First, the defendant requests production of the audio tape recording of the verdict and polling of the jury and the paper stenographic machine record of the Court Reporter. The Court denies these requests. The Court Reporter has, in compliance with 28 U.S.C. § 753(b), filed a certified transcript with the clerk of the court. This is the official record which by statute is "deemed prima facie a correct statement of the testimony taken and the proceedings had." 28 U.S.C. § 753(b). The Guide to Judicial Policies and Procedures provides that audio tapes that back up a stenographic recorder are the personal property of the reporter and therefore cannot be provided. Smith v. U.S. District Court Officers, 203 F.3d 440, 442 (7th Cir. 2000).
If the defendant believes the transcript is inaccurate, the proper procedure is to request the court to settle the record. This requires the defendant to specify what is inaccurate in the transcript and the defendant has failed to so specify. According to Federal Rule of Appellate Procedure 10(e):
(1) If any difference arises about whether the record truly discloses what occurred in the district court, the difference must be submitted to and settled by that court and the record conformed accordingly.

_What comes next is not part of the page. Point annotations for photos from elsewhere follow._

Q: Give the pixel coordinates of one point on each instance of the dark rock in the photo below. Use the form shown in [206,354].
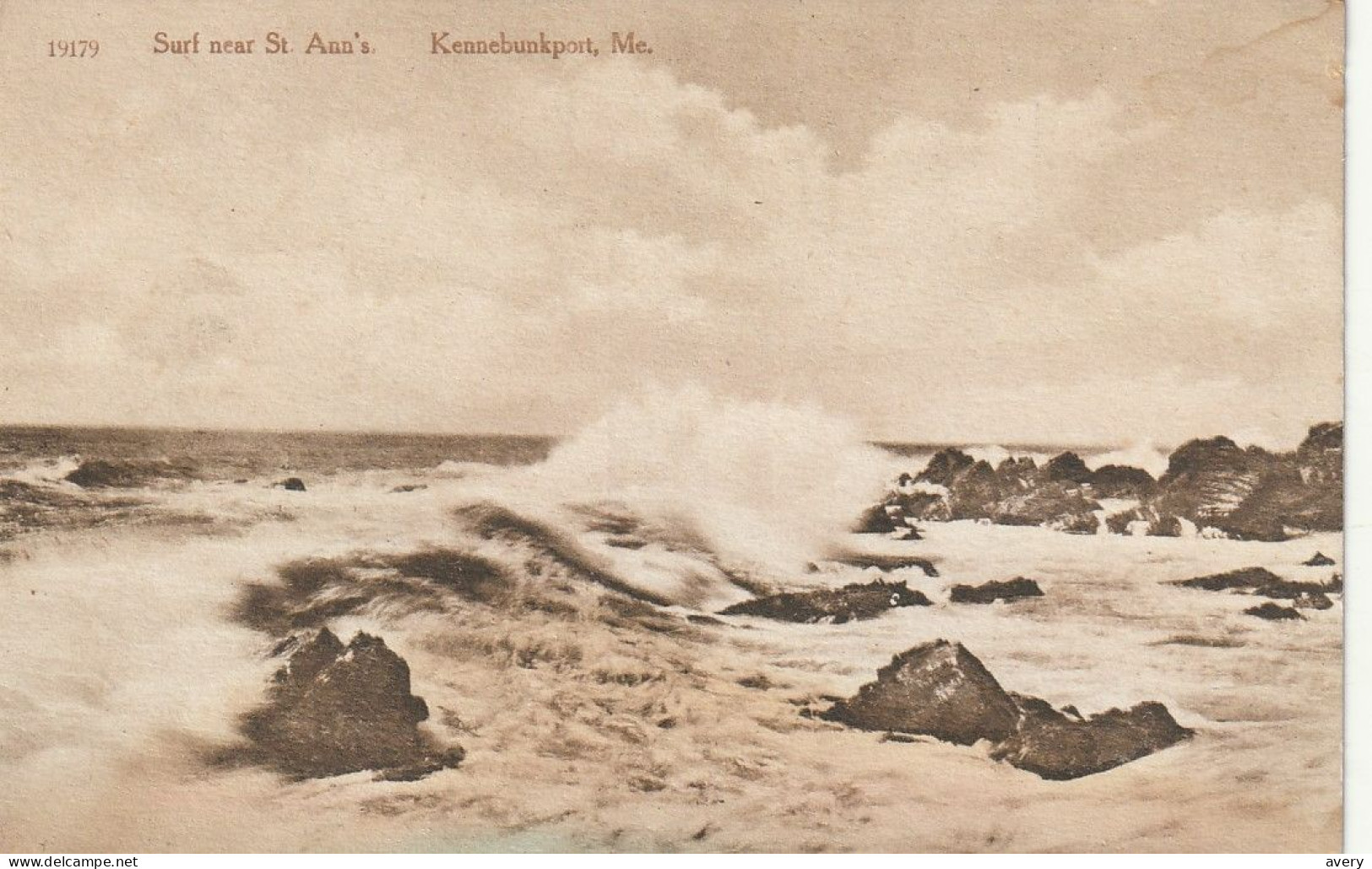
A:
[1245,578]
[1068,469]
[946,465]
[1054,506]
[336,710]
[1302,595]
[1018,473]
[1255,495]
[127,474]
[1264,584]
[876,520]
[976,492]
[991,592]
[1273,612]
[939,689]
[887,563]
[1051,746]
[845,605]
[1117,481]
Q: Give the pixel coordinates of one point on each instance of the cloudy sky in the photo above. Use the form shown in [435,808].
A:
[1049,221]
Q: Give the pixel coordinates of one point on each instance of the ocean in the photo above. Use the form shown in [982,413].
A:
[599,696]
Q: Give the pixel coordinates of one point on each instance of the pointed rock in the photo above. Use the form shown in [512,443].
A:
[939,689]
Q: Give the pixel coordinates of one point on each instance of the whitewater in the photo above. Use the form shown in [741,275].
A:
[630,715]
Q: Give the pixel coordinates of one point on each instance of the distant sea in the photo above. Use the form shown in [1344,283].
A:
[226,454]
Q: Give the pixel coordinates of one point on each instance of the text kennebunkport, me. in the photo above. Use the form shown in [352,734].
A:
[443,43]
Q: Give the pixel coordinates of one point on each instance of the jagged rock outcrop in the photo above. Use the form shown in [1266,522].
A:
[335,710]
[1017,492]
[1262,583]
[127,474]
[1068,469]
[1275,612]
[1253,493]
[852,601]
[1058,747]
[944,467]
[1120,481]
[994,590]
[941,689]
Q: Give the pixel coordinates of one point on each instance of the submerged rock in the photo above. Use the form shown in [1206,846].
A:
[1054,746]
[1069,469]
[941,689]
[1253,493]
[1273,612]
[845,605]
[336,710]
[887,563]
[991,592]
[127,474]
[1119,481]
[1266,584]
[1245,578]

(2) If anything material to either party is omitted from or misstated in the record by error or accident, the omission or misstatement may be corrected and a supplemental record may be certified and forwarded:
(A) on stipulation of the parties;
(B) by the district court before or after the record has been forwarded; or (C) by the court of appeals.
The rule does not require that the district court hold an evidentiary hearing, only that it consider and settle the dispute. United States v. Brika, 416 F.3d 514, 529-530 (6th Cir. 2005), cert denied, 126 S.Ct. 1418 (2006). Therefore, the Court denies defendant's request to depose and/or subpoena the jurors is denied. When the court "'settles a dispute about what occurred in proceedings before it, the court's determination is conclusive unless intentionally false or plainly unreasonable . . . because 'ultimately the [District] Court has direct knowledge of what the parties [stated in the] case and of what the Court's own general procedures are.' " United States v. Hernandez, 227 F.3d 686, 695 (6th Cir.2000) (quoting United States v. Barrow, 118 F.3d 482, 488 (6th Cir.1997)).

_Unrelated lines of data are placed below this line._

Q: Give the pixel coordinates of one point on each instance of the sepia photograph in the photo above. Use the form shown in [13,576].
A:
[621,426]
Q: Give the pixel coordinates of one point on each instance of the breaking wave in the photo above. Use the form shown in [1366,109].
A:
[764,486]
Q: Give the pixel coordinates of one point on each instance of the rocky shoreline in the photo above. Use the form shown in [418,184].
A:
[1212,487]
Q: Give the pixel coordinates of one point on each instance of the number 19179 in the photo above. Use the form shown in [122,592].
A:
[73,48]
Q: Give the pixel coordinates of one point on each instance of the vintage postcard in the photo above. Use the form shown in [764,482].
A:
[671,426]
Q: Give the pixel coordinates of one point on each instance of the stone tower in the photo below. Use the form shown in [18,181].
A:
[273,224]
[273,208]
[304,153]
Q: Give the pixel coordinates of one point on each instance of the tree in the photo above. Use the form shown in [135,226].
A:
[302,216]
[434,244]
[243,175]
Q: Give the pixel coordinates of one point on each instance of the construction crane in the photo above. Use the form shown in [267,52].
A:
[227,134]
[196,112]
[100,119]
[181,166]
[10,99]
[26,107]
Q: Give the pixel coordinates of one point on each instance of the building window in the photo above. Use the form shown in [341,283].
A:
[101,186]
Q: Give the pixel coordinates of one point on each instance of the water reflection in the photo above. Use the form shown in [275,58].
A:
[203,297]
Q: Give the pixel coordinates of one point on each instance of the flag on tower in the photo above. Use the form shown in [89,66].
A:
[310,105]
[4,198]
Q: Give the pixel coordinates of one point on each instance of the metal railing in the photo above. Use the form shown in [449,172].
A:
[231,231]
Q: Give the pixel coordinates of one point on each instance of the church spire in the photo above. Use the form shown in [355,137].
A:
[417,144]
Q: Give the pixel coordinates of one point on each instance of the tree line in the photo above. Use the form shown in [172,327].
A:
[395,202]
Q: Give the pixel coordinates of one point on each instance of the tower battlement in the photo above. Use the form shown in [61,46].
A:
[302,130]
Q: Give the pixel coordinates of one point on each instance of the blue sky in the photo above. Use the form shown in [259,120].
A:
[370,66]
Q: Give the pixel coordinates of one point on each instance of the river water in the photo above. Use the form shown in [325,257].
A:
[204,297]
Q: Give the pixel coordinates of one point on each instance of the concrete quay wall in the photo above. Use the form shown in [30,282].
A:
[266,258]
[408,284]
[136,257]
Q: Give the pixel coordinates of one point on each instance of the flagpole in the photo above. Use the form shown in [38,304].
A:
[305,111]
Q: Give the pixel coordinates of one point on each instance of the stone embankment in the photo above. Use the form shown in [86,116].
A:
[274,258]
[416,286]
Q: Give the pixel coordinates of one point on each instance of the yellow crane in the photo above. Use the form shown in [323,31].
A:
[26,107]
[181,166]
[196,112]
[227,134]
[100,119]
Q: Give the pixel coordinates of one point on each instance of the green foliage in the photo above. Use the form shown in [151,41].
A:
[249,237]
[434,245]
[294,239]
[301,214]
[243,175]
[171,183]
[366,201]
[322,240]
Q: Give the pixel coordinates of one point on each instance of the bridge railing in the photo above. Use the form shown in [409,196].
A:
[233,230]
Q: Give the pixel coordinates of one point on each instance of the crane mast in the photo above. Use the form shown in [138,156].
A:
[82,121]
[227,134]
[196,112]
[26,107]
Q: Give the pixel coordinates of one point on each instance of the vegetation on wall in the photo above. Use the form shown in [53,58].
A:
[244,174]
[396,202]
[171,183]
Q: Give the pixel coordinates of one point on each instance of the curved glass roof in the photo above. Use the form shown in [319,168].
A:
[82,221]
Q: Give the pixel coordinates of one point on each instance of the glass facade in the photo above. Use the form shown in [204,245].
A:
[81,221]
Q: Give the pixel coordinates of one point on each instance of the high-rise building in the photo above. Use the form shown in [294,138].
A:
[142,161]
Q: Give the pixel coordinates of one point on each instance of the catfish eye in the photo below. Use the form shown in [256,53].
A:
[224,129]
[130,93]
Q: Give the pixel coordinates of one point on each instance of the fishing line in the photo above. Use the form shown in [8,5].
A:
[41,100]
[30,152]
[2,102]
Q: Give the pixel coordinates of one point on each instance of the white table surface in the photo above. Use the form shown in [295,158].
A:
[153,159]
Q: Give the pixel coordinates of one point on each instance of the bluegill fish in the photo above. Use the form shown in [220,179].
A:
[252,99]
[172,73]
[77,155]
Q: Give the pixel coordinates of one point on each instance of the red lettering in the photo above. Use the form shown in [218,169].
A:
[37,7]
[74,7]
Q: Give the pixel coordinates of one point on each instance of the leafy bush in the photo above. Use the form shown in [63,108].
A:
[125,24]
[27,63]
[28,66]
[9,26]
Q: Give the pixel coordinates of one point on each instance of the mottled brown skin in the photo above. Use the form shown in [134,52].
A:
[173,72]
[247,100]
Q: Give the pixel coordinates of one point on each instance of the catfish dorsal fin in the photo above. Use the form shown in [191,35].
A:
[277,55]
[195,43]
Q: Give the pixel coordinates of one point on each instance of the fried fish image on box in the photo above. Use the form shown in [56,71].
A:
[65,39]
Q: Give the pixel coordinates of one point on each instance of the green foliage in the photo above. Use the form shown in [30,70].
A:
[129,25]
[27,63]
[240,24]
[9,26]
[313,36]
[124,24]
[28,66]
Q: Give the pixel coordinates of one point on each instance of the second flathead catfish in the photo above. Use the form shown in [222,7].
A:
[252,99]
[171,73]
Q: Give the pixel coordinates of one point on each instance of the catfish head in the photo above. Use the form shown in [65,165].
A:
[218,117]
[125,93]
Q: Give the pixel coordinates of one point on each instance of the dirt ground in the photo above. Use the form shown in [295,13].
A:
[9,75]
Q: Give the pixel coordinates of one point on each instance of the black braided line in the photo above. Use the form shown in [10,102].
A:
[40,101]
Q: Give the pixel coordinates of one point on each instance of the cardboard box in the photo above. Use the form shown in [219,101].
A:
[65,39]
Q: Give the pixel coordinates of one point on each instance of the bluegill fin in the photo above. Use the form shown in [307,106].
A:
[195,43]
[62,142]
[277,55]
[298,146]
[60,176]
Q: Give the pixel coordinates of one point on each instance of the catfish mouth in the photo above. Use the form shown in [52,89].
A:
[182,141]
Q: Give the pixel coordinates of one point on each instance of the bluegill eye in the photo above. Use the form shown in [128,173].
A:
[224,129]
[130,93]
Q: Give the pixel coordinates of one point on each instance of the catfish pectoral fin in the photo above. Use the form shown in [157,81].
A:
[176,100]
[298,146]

The defendant also requests the Court to reinstate his motion to suppress statements he made to the media and in state court. The motion has been waived by the defendant since pursuant to Rule 12(b)(3)(C) of the Federal Rules of Criminal Procedure, a motion to suppress evidence must be made pretrial. See United States v. Yousef, 327 F. 3d 56, 125 (2d Cir. 2003); United States v. Howard, 998 F.2d 42, 52 (2d. Cir. 1993). Further, the Court previously denied defendant's pro se motion to reinstate the motion to suppress the statements to the media. See Order of December 21, 2006 , Docket number 242.
As the motion to suppress has been waived, defendant's request for documents relating to the issue of the legal representation of the defendant by Bruce Barket, Esq., is also denied.